Checking if given preorder traversal is valid BST
The idea is to check if the input array can be divided into two sub arrays representing the left and the right sub tree. Obviously, this has to be done recursively.
Here's some tested Java code to illustrate the same:
import java.util.ArrayList;
import java.util.List;
public class PreOrderBSTCheck {
/**
* @param args
*/
public static void main(String[] args) {
String ipStr = "1 4 2 3";
String[] ipArr = ipStr.split(" ");
int[] intArr = new int[ipArr.length];
List<Integer> listArr = new ArrayList<Integer>();
for(int i = 0 ; i < ipArr.length ; i++)
{
intArr[i] = Integer.parseInt(ipArr[i]);
listArr.add(intArr[i]);
}
//System.out.println("List size: "+listArr.size());
if(checkTree(listArr))
System.out.println("Valid");
else
System.out.println("Invalid");
}
public static boolean checkTree(List<Integer> arr)
{
if(arr.size() == 1)
{
return true;
}
List<Integer> left = new ArrayList<Integer>();
List<Integer> right = new ArrayList<Integer>();
Integer root = arr.get(0);
int idx = 1;
//adding left subtree nodes
while(arr.get(idx) < root)
{
left.add(arr.get(idx++));
if(idx >= arr.size())
break;
}
//adding right subtree nodes
if(! (idx >= arr.size()))
while(arr.get(idx) > root)
{
right.add(arr.get(idx++));
if(idx >= arr.size())
break;
}
if(left.size() + right.size() == arr.size() - 1)
{
if(left.size()==0)
{
return true && checkTree(right);
}
else if(right.size() == 0)
{
return true && checkTree(left);
}
else
{
return checkTree(left) && checkTree(right);
}
}
else
{
return false;
}
}
}
Checking whether a permutation of 1..n is a preorder of a valid BST (that BST, if it exists, is unique; imreal's answer is not a counterexample because the second reconstruction is not sorted) is equivalent to testing whether that permutation is stack-sortable, i.e., avoids the 231-pattern. I can't seem to find any linear-time constant-space algorithm under any of these names, which would tend to suggest given the amount of attention that this problem has attracted that no one knows of a constant extra space solution.

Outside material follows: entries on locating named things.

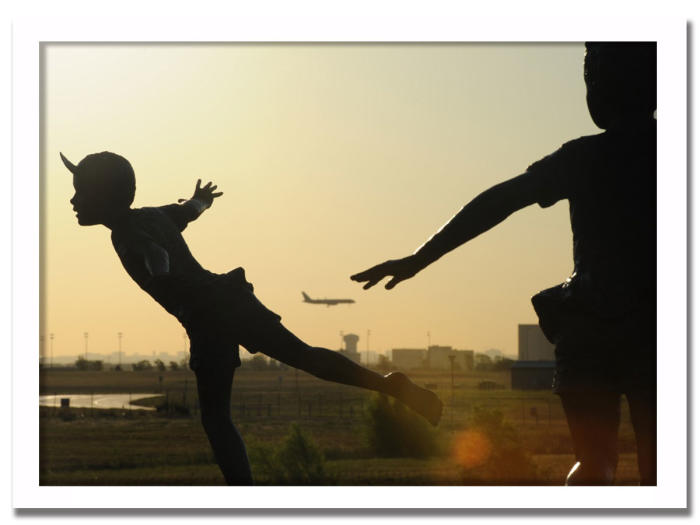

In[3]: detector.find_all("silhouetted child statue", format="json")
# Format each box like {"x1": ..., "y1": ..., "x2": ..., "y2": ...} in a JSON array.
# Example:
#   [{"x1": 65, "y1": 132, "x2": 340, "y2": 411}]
[
  {"x1": 61, "y1": 152, "x2": 442, "y2": 485},
  {"x1": 351, "y1": 43, "x2": 656, "y2": 485}
]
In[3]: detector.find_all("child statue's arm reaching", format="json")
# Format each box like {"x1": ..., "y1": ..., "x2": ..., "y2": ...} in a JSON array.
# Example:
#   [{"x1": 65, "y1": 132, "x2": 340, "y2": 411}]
[
  {"x1": 350, "y1": 174, "x2": 537, "y2": 290},
  {"x1": 177, "y1": 179, "x2": 223, "y2": 222}
]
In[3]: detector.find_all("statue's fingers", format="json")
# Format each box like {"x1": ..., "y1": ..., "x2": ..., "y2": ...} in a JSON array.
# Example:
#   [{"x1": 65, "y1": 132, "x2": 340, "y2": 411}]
[
  {"x1": 362, "y1": 279, "x2": 381, "y2": 290},
  {"x1": 384, "y1": 277, "x2": 403, "y2": 290}
]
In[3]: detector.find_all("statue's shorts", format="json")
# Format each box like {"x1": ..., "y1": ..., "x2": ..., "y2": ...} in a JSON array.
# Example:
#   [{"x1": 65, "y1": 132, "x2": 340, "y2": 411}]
[
  {"x1": 552, "y1": 308, "x2": 656, "y2": 394},
  {"x1": 183, "y1": 268, "x2": 282, "y2": 372}
]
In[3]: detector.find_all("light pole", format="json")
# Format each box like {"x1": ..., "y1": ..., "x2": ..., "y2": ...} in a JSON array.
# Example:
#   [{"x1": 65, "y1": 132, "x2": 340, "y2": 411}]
[
  {"x1": 367, "y1": 330, "x2": 372, "y2": 368},
  {"x1": 447, "y1": 355, "x2": 457, "y2": 430},
  {"x1": 117, "y1": 332, "x2": 124, "y2": 370}
]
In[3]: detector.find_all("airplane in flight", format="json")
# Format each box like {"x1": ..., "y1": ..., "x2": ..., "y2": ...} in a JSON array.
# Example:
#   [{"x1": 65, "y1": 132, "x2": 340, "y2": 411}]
[{"x1": 301, "y1": 292, "x2": 355, "y2": 306}]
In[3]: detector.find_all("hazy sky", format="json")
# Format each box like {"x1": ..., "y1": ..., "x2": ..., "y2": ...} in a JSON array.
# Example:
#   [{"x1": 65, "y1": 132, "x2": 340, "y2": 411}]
[{"x1": 42, "y1": 44, "x2": 599, "y2": 356}]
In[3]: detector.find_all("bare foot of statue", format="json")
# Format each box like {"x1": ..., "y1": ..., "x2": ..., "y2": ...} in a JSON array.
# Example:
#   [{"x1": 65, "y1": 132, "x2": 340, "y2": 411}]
[{"x1": 384, "y1": 372, "x2": 442, "y2": 426}]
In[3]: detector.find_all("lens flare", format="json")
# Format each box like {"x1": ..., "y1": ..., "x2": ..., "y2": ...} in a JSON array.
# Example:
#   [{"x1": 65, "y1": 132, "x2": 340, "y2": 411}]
[{"x1": 452, "y1": 430, "x2": 493, "y2": 469}]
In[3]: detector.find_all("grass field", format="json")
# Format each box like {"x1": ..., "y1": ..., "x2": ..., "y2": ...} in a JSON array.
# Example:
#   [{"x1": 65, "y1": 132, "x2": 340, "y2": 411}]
[{"x1": 39, "y1": 369, "x2": 638, "y2": 485}]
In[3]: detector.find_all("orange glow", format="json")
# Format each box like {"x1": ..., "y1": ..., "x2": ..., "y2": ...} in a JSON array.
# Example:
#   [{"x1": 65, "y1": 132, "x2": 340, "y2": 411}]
[{"x1": 452, "y1": 430, "x2": 493, "y2": 469}]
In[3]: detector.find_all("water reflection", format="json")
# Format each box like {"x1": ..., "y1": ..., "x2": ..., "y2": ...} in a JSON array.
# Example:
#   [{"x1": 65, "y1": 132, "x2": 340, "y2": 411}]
[{"x1": 39, "y1": 393, "x2": 161, "y2": 410}]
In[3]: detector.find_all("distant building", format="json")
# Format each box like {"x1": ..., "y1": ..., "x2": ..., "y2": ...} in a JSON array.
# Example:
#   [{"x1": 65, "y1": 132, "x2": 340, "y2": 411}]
[
  {"x1": 340, "y1": 334, "x2": 360, "y2": 363},
  {"x1": 518, "y1": 324, "x2": 554, "y2": 361},
  {"x1": 428, "y1": 345, "x2": 455, "y2": 370},
  {"x1": 510, "y1": 361, "x2": 554, "y2": 390},
  {"x1": 484, "y1": 348, "x2": 503, "y2": 363},
  {"x1": 391, "y1": 348, "x2": 428, "y2": 370},
  {"x1": 455, "y1": 350, "x2": 474, "y2": 370}
]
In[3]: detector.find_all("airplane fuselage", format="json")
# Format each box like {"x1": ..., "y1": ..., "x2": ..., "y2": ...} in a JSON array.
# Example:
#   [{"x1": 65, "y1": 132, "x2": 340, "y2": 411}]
[{"x1": 301, "y1": 292, "x2": 355, "y2": 306}]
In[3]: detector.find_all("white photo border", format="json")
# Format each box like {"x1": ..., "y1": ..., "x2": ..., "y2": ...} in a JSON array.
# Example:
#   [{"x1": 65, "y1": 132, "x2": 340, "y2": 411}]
[{"x1": 12, "y1": 14, "x2": 688, "y2": 509}]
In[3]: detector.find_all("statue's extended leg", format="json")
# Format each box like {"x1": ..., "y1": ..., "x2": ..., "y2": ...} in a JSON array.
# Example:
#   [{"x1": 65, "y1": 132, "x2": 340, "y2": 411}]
[
  {"x1": 560, "y1": 392, "x2": 620, "y2": 485},
  {"x1": 195, "y1": 344, "x2": 253, "y2": 485},
  {"x1": 246, "y1": 323, "x2": 442, "y2": 425}
]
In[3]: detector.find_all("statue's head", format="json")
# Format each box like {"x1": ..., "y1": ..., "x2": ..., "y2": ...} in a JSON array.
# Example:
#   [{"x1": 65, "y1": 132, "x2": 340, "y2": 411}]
[
  {"x1": 61, "y1": 151, "x2": 136, "y2": 226},
  {"x1": 583, "y1": 42, "x2": 656, "y2": 129}
]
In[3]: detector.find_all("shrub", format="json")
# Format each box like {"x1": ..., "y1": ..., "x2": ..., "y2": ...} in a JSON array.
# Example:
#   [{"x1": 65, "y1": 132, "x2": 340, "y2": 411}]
[
  {"x1": 453, "y1": 407, "x2": 538, "y2": 484},
  {"x1": 251, "y1": 423, "x2": 329, "y2": 485},
  {"x1": 365, "y1": 394, "x2": 437, "y2": 458}
]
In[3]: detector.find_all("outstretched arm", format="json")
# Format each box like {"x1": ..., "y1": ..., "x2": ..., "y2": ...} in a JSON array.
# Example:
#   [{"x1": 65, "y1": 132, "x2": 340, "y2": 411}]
[
  {"x1": 177, "y1": 179, "x2": 223, "y2": 222},
  {"x1": 350, "y1": 175, "x2": 537, "y2": 290}
]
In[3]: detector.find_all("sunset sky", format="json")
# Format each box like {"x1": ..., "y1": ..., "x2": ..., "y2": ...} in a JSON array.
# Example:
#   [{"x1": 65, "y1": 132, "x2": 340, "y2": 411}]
[{"x1": 41, "y1": 44, "x2": 600, "y2": 357}]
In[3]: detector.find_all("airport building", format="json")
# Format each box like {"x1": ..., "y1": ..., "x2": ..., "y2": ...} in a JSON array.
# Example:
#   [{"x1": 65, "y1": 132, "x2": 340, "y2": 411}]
[
  {"x1": 391, "y1": 348, "x2": 428, "y2": 370},
  {"x1": 518, "y1": 324, "x2": 554, "y2": 361},
  {"x1": 510, "y1": 324, "x2": 554, "y2": 390},
  {"x1": 340, "y1": 334, "x2": 360, "y2": 363}
]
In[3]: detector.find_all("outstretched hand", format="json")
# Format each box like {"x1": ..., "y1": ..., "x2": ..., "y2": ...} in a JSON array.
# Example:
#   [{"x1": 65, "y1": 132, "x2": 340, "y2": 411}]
[
  {"x1": 177, "y1": 179, "x2": 224, "y2": 208},
  {"x1": 350, "y1": 255, "x2": 422, "y2": 290}
]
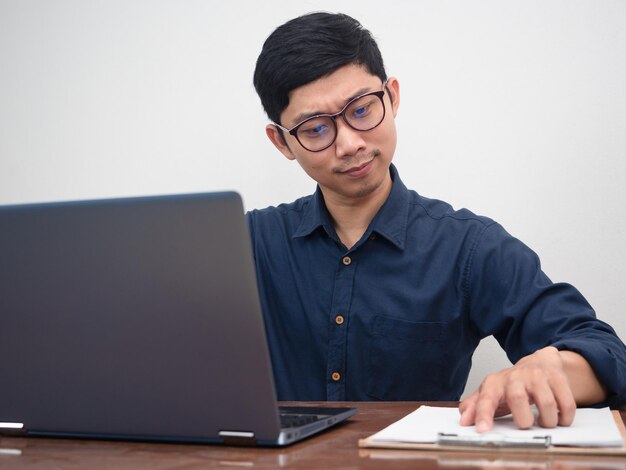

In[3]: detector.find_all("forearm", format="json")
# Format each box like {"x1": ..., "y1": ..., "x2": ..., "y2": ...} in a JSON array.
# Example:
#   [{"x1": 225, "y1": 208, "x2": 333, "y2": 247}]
[{"x1": 559, "y1": 351, "x2": 607, "y2": 405}]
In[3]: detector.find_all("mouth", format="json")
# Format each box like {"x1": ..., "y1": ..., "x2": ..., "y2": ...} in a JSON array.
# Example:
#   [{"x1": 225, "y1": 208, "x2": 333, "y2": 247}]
[{"x1": 337, "y1": 151, "x2": 380, "y2": 177}]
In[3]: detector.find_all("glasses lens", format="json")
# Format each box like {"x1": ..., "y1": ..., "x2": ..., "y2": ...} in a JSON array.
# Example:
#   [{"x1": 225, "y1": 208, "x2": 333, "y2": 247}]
[
  {"x1": 297, "y1": 116, "x2": 337, "y2": 152},
  {"x1": 344, "y1": 94, "x2": 385, "y2": 131}
]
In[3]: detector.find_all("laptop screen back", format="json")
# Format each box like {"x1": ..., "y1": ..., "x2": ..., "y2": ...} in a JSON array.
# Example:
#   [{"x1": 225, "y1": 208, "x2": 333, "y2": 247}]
[{"x1": 0, "y1": 193, "x2": 279, "y2": 441}]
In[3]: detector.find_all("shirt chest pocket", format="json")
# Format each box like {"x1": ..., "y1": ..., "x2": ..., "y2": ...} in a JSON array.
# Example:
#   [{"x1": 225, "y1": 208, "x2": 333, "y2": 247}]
[{"x1": 367, "y1": 315, "x2": 446, "y2": 400}]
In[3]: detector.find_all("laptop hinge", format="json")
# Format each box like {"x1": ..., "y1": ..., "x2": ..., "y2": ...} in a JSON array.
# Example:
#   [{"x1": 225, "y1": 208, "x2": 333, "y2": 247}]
[{"x1": 218, "y1": 431, "x2": 256, "y2": 445}]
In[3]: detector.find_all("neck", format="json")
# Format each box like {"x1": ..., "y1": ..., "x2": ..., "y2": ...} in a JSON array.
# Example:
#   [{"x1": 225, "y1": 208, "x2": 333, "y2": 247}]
[{"x1": 322, "y1": 175, "x2": 392, "y2": 248}]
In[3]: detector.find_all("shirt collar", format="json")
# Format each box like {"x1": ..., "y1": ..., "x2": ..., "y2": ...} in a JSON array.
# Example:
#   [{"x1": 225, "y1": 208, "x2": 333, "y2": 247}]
[{"x1": 293, "y1": 164, "x2": 409, "y2": 249}]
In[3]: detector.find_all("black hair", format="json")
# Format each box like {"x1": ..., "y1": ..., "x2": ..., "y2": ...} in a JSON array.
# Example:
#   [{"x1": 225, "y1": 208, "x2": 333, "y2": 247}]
[{"x1": 254, "y1": 12, "x2": 387, "y2": 123}]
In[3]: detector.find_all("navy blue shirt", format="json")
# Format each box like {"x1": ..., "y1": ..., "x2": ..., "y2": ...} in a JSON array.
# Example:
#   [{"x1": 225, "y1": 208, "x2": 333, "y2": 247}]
[{"x1": 247, "y1": 165, "x2": 626, "y2": 405}]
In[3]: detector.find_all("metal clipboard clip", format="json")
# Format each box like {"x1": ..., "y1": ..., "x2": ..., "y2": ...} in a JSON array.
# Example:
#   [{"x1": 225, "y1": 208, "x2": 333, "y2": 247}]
[{"x1": 437, "y1": 432, "x2": 552, "y2": 449}]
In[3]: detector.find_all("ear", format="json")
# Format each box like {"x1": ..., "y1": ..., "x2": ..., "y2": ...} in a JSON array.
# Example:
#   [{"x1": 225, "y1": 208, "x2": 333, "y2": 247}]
[
  {"x1": 265, "y1": 124, "x2": 296, "y2": 160},
  {"x1": 387, "y1": 77, "x2": 400, "y2": 118}
]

If you're willing to assume a read/write input that can be destroyed, then there's a linear-time algorithm that uses constant extra space. It's not necessary to reconstruct the tree separately and then test it. Here's some Python to that effect.
def isbstpreorder(iterable):
lowerbound = None
stack = []
for x in iterable:
if lowerbound is not None and x < lowerbound: return False
while stack and stack[-1] < x: lowerbound = stack.pop()
stack.append(x)
return True
To eliminate the separate storage for the stack, store it in a prefix of the input list.